Humusvormen en kenmerken

Er komen verschillende humusvormen voor, afhankelijk van de omstandigheden waaronder de humus in het verleden is gevormd in de bodem. De humusvorm is van invloed op de fysische en chemische eigenschappen in de bodem. De meest voorkomende vormen op bouwland zijn mull en moder, welke zijn gevormd onder droge(re) omstandigheden.

Mull

Mull komt vooral voor in klei- en leemgronden (met ≥8% lutum). Het is een homogeen mengsel van organische stof en lutum, met elkaar verbonden tot het klei-humuscomplex en het heeft een hoge structuurstabiliteit. Het ontstaat na omzetting van organische stof door vooral regenwormen en bacteriën. De C/N-verhouding bedraagt ±10. Mull is een typische humusvorm voor chemisch rijkere gronden. Bacteriën zijn de belangrijkste micro-floragroep in deze gronden.

Moder

Moder komt voor in zandgronden, maar ook in zure, voedsel- en lutumarme veengronden. Het ontstaat na omzetting door vooral insecten en kleine bodemdiertjes. Bij de omzetting van de organische stof heeft geen innige menging plaatsgevonden met minerale bestanddelen. Moder is instabieler dan mull. De C/N-verhouding bedraagt 15-18. In de micro-flora overheersen de schimmels.

Op zure, arme gronden bestaat een deel van de moder uit amorfe humus. Dit valt gemakkelijk uiteen en vervloeit met water (wordt dispers), waardoor het zich naar diepere lagen kan verplaatsen en daar de ruimte tussen de zandkorrels opvult. Daardoor ontstaat een slechte structuur in de bovengrond (door organische-stofverlies) en een dichte laag in de ondergrond. De C/N-verhouding van disperse humus is hoger en het vermogen om nutriënten vast te houden kleiner.

Veen en anmoor

Veenvorming treedt op onder water. De afbraak van organische stof verloopt hier zeer langzaam, waardoor er in veen nog veel herkenbare plantenresten aanwezig zijn. Na ontwatering en in cultuur nemen van de veengrond, verandert het veen van aard en ontstaan in de bovengrond humustypen die een overgang vormen naar moder, mull en soms anmoor.

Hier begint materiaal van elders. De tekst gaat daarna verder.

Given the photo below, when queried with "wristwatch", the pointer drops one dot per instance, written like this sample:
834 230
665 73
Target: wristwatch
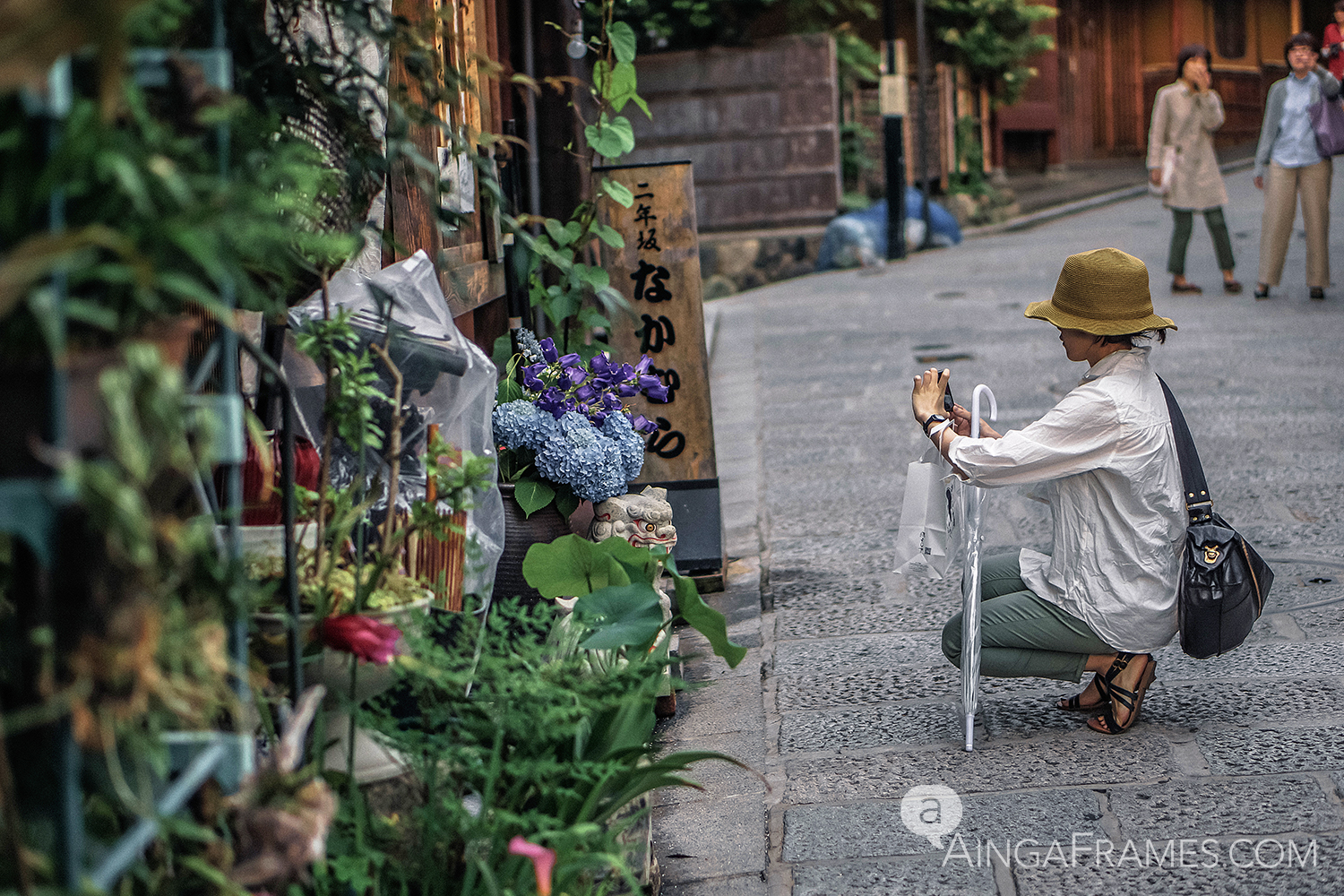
935 418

Anmoor wordt onder zeer natte omstandigheden gevormd en ontstaat in moerassige gebieden, waar nog net geen veenvorming is opgetreden. Het is een instabiele humusvorm, die zowel op zand- als kleigronden kan voorkomen. Vooral bij ontwatering en gebruik als bouwland treedt sterk structuurverval op. De humus vervloeit dan en verdwijnt door scheuren naar de ondergrond. Anmoor komt voor op klei-graslanden op de rand van het veengebied.

C/N-verhouding en kwaliteit humus

De C/N-verhouding van de organische stof in de bodem geeft een aanwijzing over de kwaliteit van de humus. In een goede grond met stabiele organische stof bedraagt de C/N-verhouding ongeveer 10. Wanneer in de grond een minder gunstige humificatie optreedt, kan de C/N-verhouding oplopen tot 15-25 of zelfs hoger.